Trusts are often organized by banks and backed by a small circle of wealthy individual investors. The investors put up cash that is then leant out at very high rates of interest - and investors are often given only a very general description of where their money is being deployed. While the returns are attractive for the investors, the trusts do not have the financial depth of a bank if loans start to go bad. With China's economic growth slowing markedly, the fear is that borrowers will struggle to repay their trust obligations, forcing a potential run on trusts or causing them to collapse.
"The big concern with the shadow banking system is that nobody knows how big the potential liability is," Blomquist, who is based in the southern Chinese city of Guangzhou, said. "That's what worries all the investors out there. And it should worry the government -- I don't think the government has got a handle on it."
Much of the trust money has been loaned into property developments or for the construction of infrastructure projects.
"Unfortunately so much of the shadow banking system has gone into infrastructure projects, some of which were aimed at creating employment rather than necessary projects," Blomquist added. "How many airports do you need in this country?"
China's economic ascendance tends to create polarized views, with bulls buying the "China story" and skeptics predicting economic collapse and doom. With this latest crisis and the prospect that growth could slow to as little as 6 percent next year - most economists say the country needs 7 percent growth to avoid social unrest - the skeptics currently have the upper hand.

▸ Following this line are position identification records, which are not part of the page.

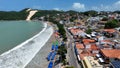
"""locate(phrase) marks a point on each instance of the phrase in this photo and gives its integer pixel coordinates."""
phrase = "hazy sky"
(79, 5)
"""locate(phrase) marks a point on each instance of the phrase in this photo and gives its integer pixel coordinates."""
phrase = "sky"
(77, 5)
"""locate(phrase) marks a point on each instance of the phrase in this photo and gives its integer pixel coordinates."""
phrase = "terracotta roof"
(85, 53)
(110, 30)
(79, 46)
(94, 47)
(107, 41)
(75, 31)
(111, 53)
(88, 41)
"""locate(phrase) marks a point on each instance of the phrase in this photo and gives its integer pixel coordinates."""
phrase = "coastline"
(40, 61)
(22, 54)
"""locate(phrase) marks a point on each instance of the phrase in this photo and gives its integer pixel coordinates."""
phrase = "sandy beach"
(39, 61)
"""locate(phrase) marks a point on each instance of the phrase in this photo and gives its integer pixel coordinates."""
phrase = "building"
(90, 62)
(110, 54)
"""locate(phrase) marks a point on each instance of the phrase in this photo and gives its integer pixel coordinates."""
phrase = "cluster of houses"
(96, 50)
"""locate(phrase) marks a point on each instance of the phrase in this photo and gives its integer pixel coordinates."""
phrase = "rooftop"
(111, 53)
(109, 30)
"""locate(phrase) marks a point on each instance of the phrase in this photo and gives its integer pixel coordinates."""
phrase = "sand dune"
(31, 13)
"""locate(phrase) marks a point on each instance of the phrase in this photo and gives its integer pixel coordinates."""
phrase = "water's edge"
(21, 55)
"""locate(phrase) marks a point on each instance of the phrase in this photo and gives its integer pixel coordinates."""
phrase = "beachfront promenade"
(21, 55)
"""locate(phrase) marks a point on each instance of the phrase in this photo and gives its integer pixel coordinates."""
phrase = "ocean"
(13, 33)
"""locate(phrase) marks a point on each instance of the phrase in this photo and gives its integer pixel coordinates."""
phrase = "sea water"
(13, 33)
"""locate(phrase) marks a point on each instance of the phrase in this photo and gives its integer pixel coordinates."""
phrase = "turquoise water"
(13, 33)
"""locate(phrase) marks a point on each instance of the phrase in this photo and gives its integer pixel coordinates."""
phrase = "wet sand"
(40, 61)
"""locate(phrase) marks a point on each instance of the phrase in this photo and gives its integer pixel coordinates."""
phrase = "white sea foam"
(22, 54)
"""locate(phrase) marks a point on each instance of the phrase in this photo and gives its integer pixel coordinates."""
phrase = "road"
(71, 54)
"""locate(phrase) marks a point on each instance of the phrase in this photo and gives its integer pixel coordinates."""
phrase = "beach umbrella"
(56, 42)
(50, 64)
(49, 56)
(52, 47)
(56, 47)
(53, 56)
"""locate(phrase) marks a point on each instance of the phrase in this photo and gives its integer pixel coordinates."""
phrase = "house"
(109, 32)
(110, 54)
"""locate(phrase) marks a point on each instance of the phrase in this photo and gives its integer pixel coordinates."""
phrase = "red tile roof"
(88, 41)
(110, 30)
(79, 46)
(94, 47)
(75, 31)
(111, 53)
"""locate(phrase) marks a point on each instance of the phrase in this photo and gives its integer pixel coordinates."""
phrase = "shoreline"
(40, 61)
(23, 43)
(21, 55)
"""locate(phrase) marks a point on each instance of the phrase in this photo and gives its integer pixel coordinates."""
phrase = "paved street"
(71, 54)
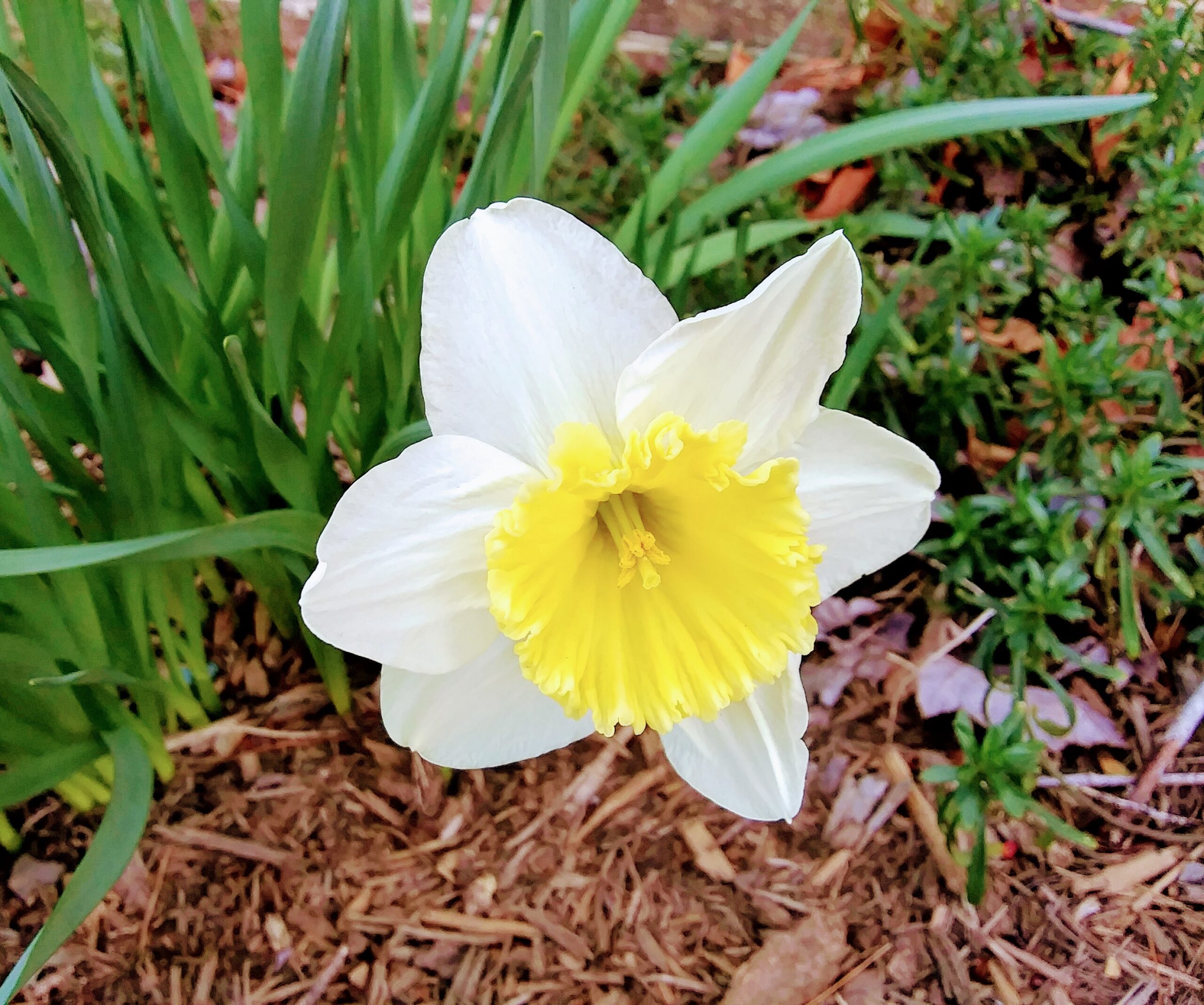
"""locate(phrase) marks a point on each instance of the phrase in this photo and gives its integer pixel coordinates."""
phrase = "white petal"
(869, 494)
(764, 360)
(529, 318)
(480, 717)
(752, 760)
(401, 565)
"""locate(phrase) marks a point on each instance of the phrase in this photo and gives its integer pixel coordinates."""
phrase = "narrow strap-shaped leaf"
(420, 145)
(708, 136)
(594, 29)
(282, 460)
(32, 776)
(63, 266)
(504, 116)
(298, 183)
(549, 18)
(283, 529)
(57, 45)
(111, 849)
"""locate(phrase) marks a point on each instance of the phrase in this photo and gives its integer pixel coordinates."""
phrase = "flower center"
(728, 575)
(634, 542)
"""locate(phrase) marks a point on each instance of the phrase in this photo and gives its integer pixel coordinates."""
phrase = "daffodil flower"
(620, 519)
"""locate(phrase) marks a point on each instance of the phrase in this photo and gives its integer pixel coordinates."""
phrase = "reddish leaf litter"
(298, 857)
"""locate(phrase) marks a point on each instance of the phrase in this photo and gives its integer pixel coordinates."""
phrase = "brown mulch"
(298, 857)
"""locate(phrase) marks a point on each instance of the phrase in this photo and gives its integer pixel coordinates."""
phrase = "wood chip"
(792, 965)
(708, 856)
(210, 840)
(1124, 877)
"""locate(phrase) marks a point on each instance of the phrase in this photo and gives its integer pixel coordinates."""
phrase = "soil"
(299, 857)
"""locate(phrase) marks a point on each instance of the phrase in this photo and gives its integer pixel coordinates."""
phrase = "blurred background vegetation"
(210, 311)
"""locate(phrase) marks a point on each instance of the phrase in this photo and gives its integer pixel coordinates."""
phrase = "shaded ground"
(298, 857)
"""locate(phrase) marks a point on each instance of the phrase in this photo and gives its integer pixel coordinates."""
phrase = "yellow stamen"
(634, 542)
(721, 619)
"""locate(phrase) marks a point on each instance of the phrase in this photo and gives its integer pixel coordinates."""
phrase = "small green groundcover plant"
(198, 337)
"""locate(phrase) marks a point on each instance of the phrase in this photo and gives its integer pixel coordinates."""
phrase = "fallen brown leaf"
(824, 74)
(738, 61)
(843, 193)
(792, 965)
(708, 856)
(988, 459)
(1014, 334)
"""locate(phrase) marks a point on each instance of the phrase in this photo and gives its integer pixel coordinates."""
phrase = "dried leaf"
(31, 874)
(708, 856)
(825, 74)
(1125, 875)
(792, 967)
(988, 459)
(837, 613)
(852, 809)
(738, 61)
(948, 685)
(846, 190)
(937, 193)
(1014, 334)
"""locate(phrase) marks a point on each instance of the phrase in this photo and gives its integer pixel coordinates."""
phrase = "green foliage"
(204, 341)
(1000, 768)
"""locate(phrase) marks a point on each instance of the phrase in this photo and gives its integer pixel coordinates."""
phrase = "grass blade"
(906, 128)
(708, 136)
(111, 849)
(32, 776)
(595, 28)
(283, 529)
(264, 59)
(551, 20)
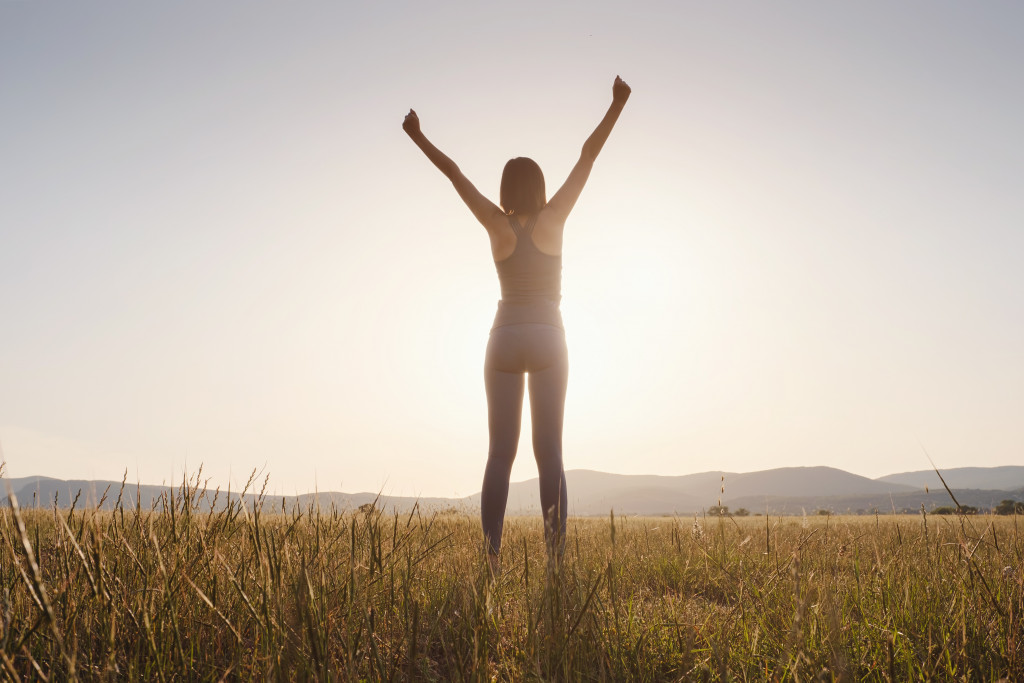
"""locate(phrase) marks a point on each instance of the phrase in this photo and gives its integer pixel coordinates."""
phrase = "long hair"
(522, 186)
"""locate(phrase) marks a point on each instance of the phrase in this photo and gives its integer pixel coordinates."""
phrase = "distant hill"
(1004, 478)
(596, 493)
(780, 491)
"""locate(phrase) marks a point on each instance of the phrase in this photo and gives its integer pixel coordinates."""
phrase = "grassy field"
(315, 594)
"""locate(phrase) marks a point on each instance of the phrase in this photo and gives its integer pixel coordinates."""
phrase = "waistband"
(544, 311)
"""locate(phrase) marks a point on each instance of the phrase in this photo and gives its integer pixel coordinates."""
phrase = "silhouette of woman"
(527, 338)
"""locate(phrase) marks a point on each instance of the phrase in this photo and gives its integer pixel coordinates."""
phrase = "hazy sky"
(802, 244)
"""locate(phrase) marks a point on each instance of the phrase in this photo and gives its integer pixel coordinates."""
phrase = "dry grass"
(175, 594)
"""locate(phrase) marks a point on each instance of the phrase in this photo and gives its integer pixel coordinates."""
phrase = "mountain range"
(779, 491)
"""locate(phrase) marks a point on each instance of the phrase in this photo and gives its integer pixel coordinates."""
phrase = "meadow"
(180, 593)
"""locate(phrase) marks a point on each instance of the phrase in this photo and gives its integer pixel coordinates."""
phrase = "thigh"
(549, 370)
(505, 384)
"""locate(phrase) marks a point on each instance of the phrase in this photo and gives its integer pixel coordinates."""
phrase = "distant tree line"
(1007, 507)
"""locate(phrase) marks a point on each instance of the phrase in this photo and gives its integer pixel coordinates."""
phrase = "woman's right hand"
(620, 91)
(412, 123)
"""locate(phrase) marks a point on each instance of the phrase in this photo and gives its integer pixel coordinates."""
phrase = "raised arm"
(563, 201)
(484, 210)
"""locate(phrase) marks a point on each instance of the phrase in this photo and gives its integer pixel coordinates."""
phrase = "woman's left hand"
(412, 123)
(621, 90)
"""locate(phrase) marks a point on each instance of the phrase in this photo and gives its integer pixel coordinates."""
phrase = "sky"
(800, 246)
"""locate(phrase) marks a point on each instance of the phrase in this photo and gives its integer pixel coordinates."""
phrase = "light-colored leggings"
(514, 352)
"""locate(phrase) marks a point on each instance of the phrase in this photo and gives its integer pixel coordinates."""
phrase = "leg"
(505, 391)
(548, 381)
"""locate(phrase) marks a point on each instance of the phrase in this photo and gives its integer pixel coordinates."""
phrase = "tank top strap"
(520, 229)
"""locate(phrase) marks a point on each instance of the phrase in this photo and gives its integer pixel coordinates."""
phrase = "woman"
(527, 337)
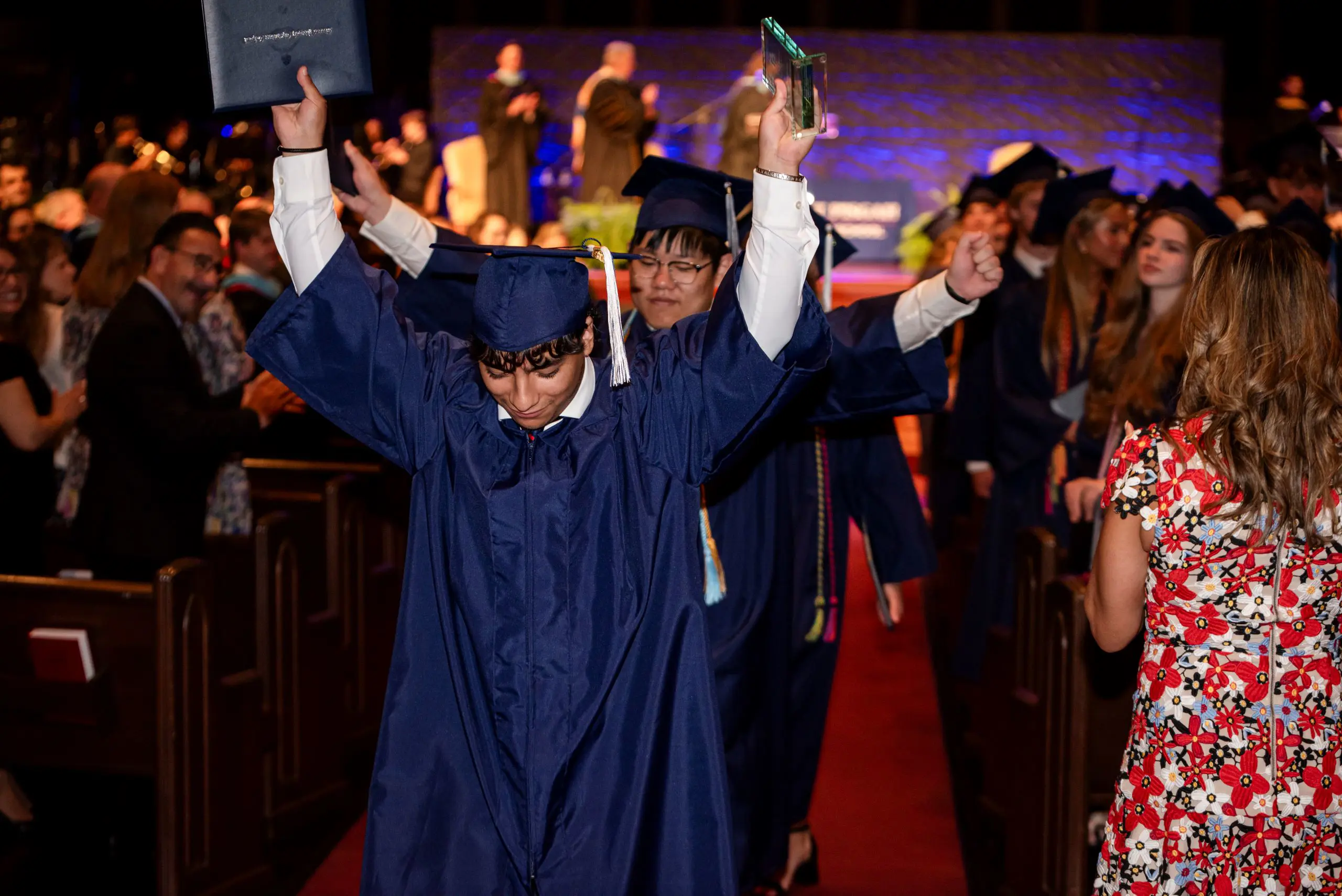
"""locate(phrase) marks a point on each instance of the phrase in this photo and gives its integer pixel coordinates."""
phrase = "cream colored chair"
(465, 163)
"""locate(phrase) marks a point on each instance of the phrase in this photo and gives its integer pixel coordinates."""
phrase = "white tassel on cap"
(827, 294)
(619, 361)
(733, 231)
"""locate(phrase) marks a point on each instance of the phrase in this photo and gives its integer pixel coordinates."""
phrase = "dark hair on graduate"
(684, 238)
(538, 357)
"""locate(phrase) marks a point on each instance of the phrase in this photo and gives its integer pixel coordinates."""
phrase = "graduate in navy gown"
(888, 364)
(550, 724)
(843, 471)
(1020, 184)
(1041, 352)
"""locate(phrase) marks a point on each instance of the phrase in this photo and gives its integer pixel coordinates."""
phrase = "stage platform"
(854, 280)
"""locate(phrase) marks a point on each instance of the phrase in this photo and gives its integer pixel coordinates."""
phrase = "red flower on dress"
(1163, 675)
(1283, 741)
(1244, 781)
(1145, 782)
(1325, 781)
(1295, 631)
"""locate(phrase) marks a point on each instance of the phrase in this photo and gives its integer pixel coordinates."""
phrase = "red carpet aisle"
(882, 809)
(882, 812)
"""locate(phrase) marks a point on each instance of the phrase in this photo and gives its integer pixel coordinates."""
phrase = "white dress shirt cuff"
(925, 310)
(304, 223)
(783, 242)
(406, 235)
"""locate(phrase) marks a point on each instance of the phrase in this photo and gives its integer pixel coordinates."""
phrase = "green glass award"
(783, 58)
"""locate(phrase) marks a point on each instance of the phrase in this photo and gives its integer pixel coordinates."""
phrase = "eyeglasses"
(203, 263)
(684, 273)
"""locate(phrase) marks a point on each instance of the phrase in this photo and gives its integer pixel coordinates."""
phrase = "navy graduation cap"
(528, 296)
(1035, 164)
(1306, 223)
(679, 195)
(1200, 208)
(1065, 198)
(979, 190)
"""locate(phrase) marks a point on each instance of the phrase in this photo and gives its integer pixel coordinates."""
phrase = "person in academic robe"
(621, 117)
(550, 722)
(968, 445)
(156, 434)
(512, 114)
(1140, 352)
(684, 234)
(838, 472)
(1041, 353)
(741, 129)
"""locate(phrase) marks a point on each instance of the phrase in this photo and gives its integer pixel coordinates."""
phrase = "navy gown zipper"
(531, 659)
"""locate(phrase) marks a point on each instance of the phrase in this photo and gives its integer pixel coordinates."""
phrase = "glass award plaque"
(806, 74)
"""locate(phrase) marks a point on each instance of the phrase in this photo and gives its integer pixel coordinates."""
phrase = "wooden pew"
(172, 699)
(333, 561)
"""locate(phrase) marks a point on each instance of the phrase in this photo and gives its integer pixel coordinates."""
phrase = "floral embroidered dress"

Cox, the Economist author, does not anticipate widespread meltdown through the economy, just a lot of pain in the banking system.
"You could have a number of defaults without that clogging up the system, feeding into growth and causing the lost half a decade we had in the United States," Cox said.
For the real-estate industry, Blomquist also tends to be sanguine about the potential setback. Local governments will welcome financial help, he believes, since so much of their economy tends to be wrapped up in property or infrastructure.
"I think it will create some opportunities for people to pick up deals," he said, noting that he is looking at two deals that would see his company take over a debt-laden housing development and bring in a third-party contractor to finish it. "We're going to be problem solvers more than vultures. Some of these local governments have got problems."
He believes long-term prospects for housing in China are clearly positive given the massive urbanization under way. Since the best distressed deals in property often go to domestic dealmakers, he hopes this current crisis will shake out opportunities for expatriate distressed-debt lenders.
"The government is going to be slightly more accommodative in getting foreign investors to bring capital into the country," he predicted. "That's one of the things that will be very telling to me, is if the government makes it easier for foreign capital to come in. Then they realize it's a significant problem."